Message par BluePhoenix05 »

hello !
Je lisais récemment un passage de Merleau-Ponty et ça m'a beaucoup rappelé ce qui se passe quand on travaille au piano. Ce que lui appelle "habitude", en parlant de taper au clavier, on l'appelerait "technique" au piano. J'avais envie de le partager avec vous :D
Merleau-Ponty, dans La Phénoménologie de la perception a écrit :L’habitude exprime le pouvoir que nous avons de dilater notre être au monde, ou de changer d’existence en nous annexant de nouveaux instruments. On peut savoir dactylographier sans savoir indiquer où se trouvent sur le clavier les lettres qui composent les mots. Savoir dactylographier n’est donc pas connaître l’emplacement sur le clavier de chaque lettre, ni même avoir acquis pour chacune un réflexe conditionné qu’elle déclencherait lorsqu’elle se présente à notre regard. Si l’habitude n’est ni une connaissance, ni un automatisme, qu’est-elle donc ? Il s’agit d’un savoir qui est dans les mains, qui ne se livre qu’à l’effort corporel et ne peut se traduire par une désignation objective. Le sujet sait où se trouvent les lettres sur le clavier comme nous savons où se trouve l’un de nos membres, d’un savoir de familiarité qui ne nous donne pas une position dans l’espace objectif. Le déplacement de ses doigts n’est pas donné à la dactylographe comme un trajet spatial que l’on puisse décrire, mais seulement comme une certaine modulation de la motricité, distinguée de toute autre par sa physionomie.
[...]
Nous disions plus haut que c’est le corps qui « comprend » dans l’acquisition de l’habitude. Cette formule paraîtra absurde, si comprendre c’est subsumer un donné sensible sous une idée et si le corps est un objet. Mais justement le phénomène de l’habitude nous invite à remanier notre notion du « comprendre » et notre notion du corps. Comprendre, c’est éprouver l’accord entre ce que nous visons et ce qui est donné, entre l’intention et l’effectuation — et le corps est notre ancrage dans un monde. Quand je porte la main vers mon genou, j’éprouve à chaque moment du mouvement la réalisation d’une intention qui ne visait pas mon genou comme idée ou même comme objet, mais comme partie présente et réelle de mon corps vivant, c’est-à-dire finalement comme point de passage de mon mouvement perpétuel vers un monde. Quand la dactylographe exécute sur le clavier les mouvements nécessaires, ces mouvements sont dirigés par une intention, mais cette intention ne pose pas les touches du clavier comme des emplacements objectifs. Il est vrai, à la lettre, que le sujet qui apprend à dactylographier intègre l’espace du clavier à son espace corporel.
C'est ça "faire corps" avec le piano, incluant l'intégration de la géographie des touches mais aussi toute autre action.

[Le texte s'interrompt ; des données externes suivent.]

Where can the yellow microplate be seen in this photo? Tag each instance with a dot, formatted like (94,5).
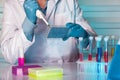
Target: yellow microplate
(45,73)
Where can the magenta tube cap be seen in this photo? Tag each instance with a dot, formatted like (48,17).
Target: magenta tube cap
(22,70)
(21,61)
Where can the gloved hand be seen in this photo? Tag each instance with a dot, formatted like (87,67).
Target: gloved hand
(75,30)
(30,7)
(114,70)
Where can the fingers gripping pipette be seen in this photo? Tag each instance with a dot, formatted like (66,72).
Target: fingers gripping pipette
(39,14)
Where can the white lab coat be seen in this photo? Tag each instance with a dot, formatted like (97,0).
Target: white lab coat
(55,49)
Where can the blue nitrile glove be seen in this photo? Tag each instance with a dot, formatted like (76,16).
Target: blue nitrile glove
(75,30)
(30,7)
(114,70)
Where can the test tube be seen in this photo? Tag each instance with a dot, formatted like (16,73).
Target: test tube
(90,50)
(106,48)
(80,49)
(99,48)
(20,57)
(112,45)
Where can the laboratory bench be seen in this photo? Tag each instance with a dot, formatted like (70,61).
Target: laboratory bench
(70,72)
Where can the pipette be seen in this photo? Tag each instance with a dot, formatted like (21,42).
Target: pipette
(90,50)
(39,14)
(106,48)
(99,48)
(112,45)
(80,49)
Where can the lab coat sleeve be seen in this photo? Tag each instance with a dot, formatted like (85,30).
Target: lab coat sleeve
(28,28)
(11,36)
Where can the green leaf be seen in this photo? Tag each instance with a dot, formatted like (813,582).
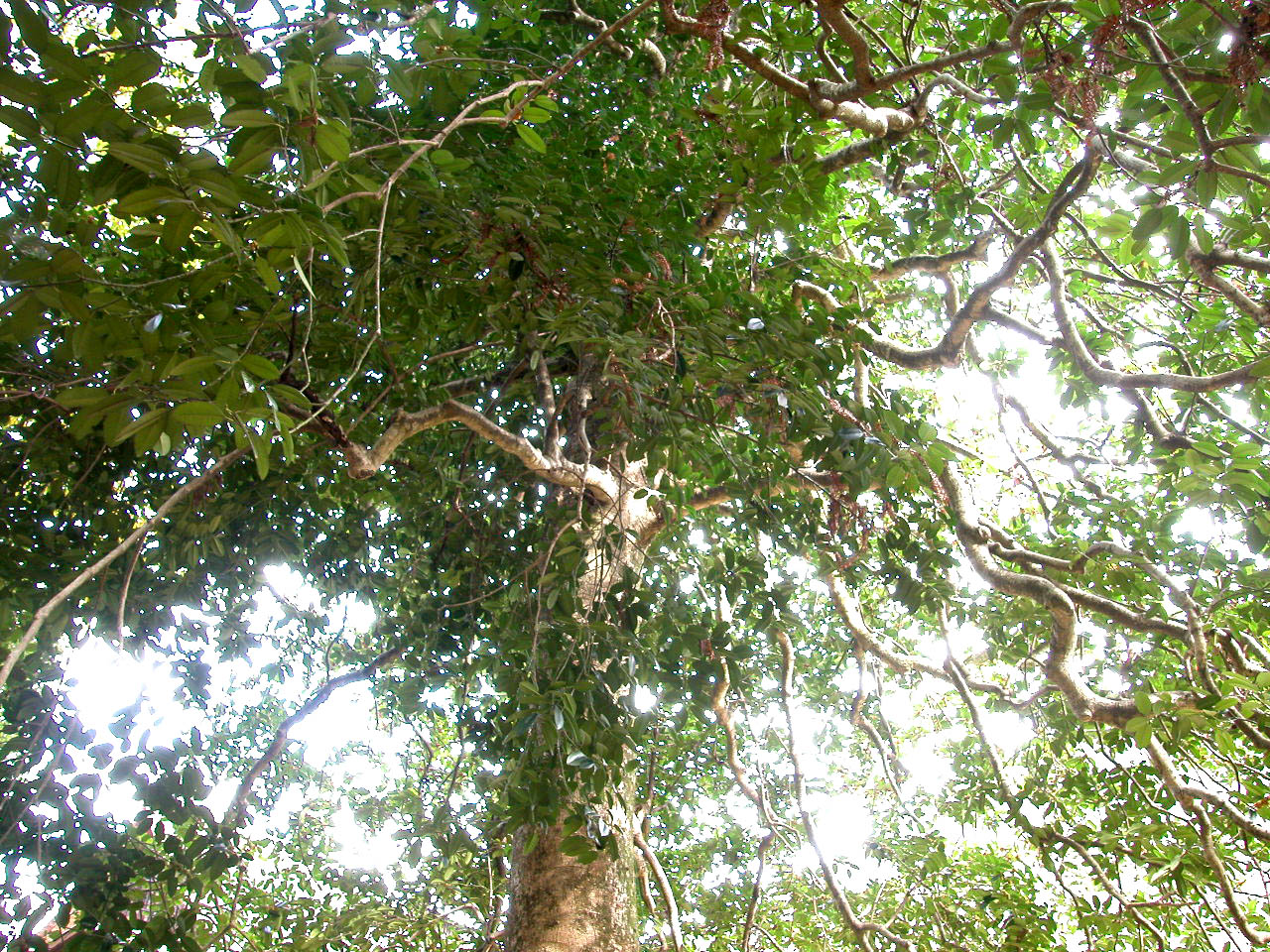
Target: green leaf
(333,141)
(531,139)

Puis il analyse l'exemple de l'organiste capable de s'adapter à toutes sortes de nouveaux instruments.
Merleau-Ponty, dans La Phénoménologie de la perception a écrit :Pour chaque jeu et pour chaque pédale, ce ne sont pas des positions dans l’espace objectif qu’il apprend, et ce n’est pas à sa « mémoire » qu’il les confie. Pendant la répétition comme pendant l’exécution, les jeux, les pédales et les claviers ne lui sont donnés que comme les puissances de telle valeur émotionnelle ou musicale et leur position que comme les lieux par où cette valeur apparaît dans le monde. Entre l’essence musicale du morceau telle qu’elle est indiquée dans la partition et la musique qui effectivement résonne autour de l’orgue, une relation si directe s’établit que le corps de l’organiste et l’instrument ne sont plus que le lieu de passage de cette relation.
Désormais la musique existe par soi et c’est par elle que tout le reste existe.
[...]
Or le corps est éminemment un espace expressif. Je veux prendre un objet et déjà, en un point de l’espace auquel je ne pensais pas, cette puissance de préhension qu’est ma main se lève vers l’objet. Je meus mes jambes non pas en tant qu’elles sont dans l’espace à quatre-vingts centimètres de ma tête, mais en tant que leur puissance ambulatoire prolonge vers le bas mon intention motrice. Les régions principales de mon corps sont consacrées à des actions, elles participent à leur valeur, et c’est le même problème de savoir pourquoi le sens commun met dans la tête le siège de la pensée et comment l’organiste distribue dans l’espace de l’orgue les significations musicales. Mais notre corps n’est pas seulement un espace expressif parmi tous les autres. Ce n’est là que le corps constitué. Il est l’origine de tous les autres, le mouvement même d’expression, ce qui projette au-dehors les significations en leur donnant un lieu, ce qui fait qu’elles se mettent à exister comme des choses, sous nos mains, sous nos yeux.
C'est-à-dire que, si l'on prend l'exemple d'un déplacement sur le clavier, on n'a pas besoin de penser le mouvement de déplacement, simplement la destination (ce que j'appelle "téléportation"). Et cela vaut aussi pour d'autres types de mouvements, où l'on s'imagine le son qui va avec, et le mouvement le réalise. Bref ça c'est le résultat final, ça ne dit pas comment on y parvient, mais c'est bon à garder en tête, pour éviter de faire fausse route dans le travail :)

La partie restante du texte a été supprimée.